Edge Cases That Changed the Design

New Hires with Insufficient Data

A staff member in their first two weeks doesn't have enough data for a meaningful punctuality or manager rating score. Originally, I scored them at 0 on insufficient dimensions—which meant they could never compete for any bonus in their first pay period. Management rejected this as demotivating for new hires.
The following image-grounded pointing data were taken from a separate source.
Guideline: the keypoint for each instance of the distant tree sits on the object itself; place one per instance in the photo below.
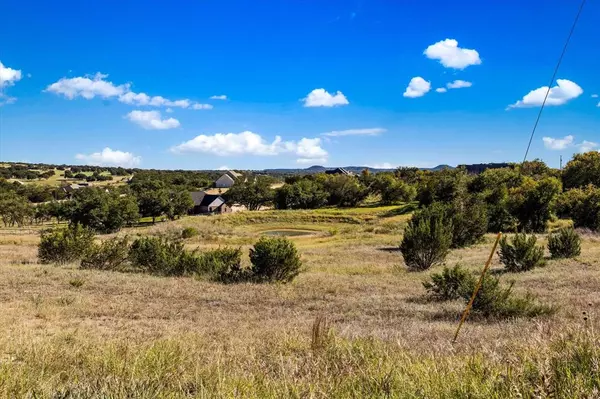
(302, 194)
(408, 175)
(101, 211)
(442, 186)
(582, 170)
(583, 206)
(531, 203)
(253, 194)
(536, 169)
(179, 203)
(14, 209)
(152, 197)
(392, 189)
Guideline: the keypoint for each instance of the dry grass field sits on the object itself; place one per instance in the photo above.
(355, 323)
The fix: neutral scoring (50/100) for any dimension with fewer than 5 data points:

function safeScore(values: number[], calculateFn: (v: number[]) => number): number {
  if (values.length < 5) return 50; // neutral, not penalized
  return calculateFn(values);
}

Part-Time vs Full-Time Staff

Part-time staff work fewer shifts, so raw referral and punctuality counts would naturally be lower. Normalizing by shifts worked rather than absolute counts fixed this:

function shiftNormalizedReferrals(referrals: number, shiftsWorked: number): number {
  if (shiftsWorked === 0) return 0;
  return referrals / shiftsWorked; // referrals per shift, then normalize
}

Manager Gaming the Rating

Early testing revealed that location managers could boost their friends' scores with 5-star weekly ratings and suppress others with 1-stars. We added:

  1. Rating variance check: if a manager's ratings for a staff member show unusual variance (e.g., 5-1-5-1 pattern), the system flags it for review.
  2. Manager weight reduction: the manager rating dimension weight was reduced from 0.35 to 0.25 after observing the gaming behavior in the pilot.
  3. Rating anonymization: staff cannot see their own manager ratings during the month—only the final score.

Results

After three months in production across all six locations:

  • Bonus acceptance rate: 97% of staff agreed the distribution was fair (anonymous survey)
  • Punctuality improvement: late arrivals dropped 31% from the quarter before
  • Manager disputes: two managers were flagged by the variance checker; one case was investigated and found to involve genuine gaming

The system didn't eliminate subjectivity—the weight assignments are inherently a value judgment by management. But it made those values explicit and applied them consistently, which is as fair as a bonus system can get.

Key Takeaways

  • Make the weighting choices explicit and get management to sign off before writing code. Implicit weights cause disputes later.
  • Log scale for tenure prevents veteran employees from dominating scores in a way that feels punitive to newer staff.
  • Normalize competitive dimensions (referrals) against the period maximum, not an absolute target—absolute targets make exceptional performance invisible.
  • Hamilton's method for remainder distribution is the fairest way to round fractional bonus amounts without over- or under-distributing the pool.
  • Neutral scoring for insufficient data is better than zero scoring—don't punish employees for not having history.
  • Add anti-gaming detection from day one—systems that affect pay will always attract attempts to manipulate them.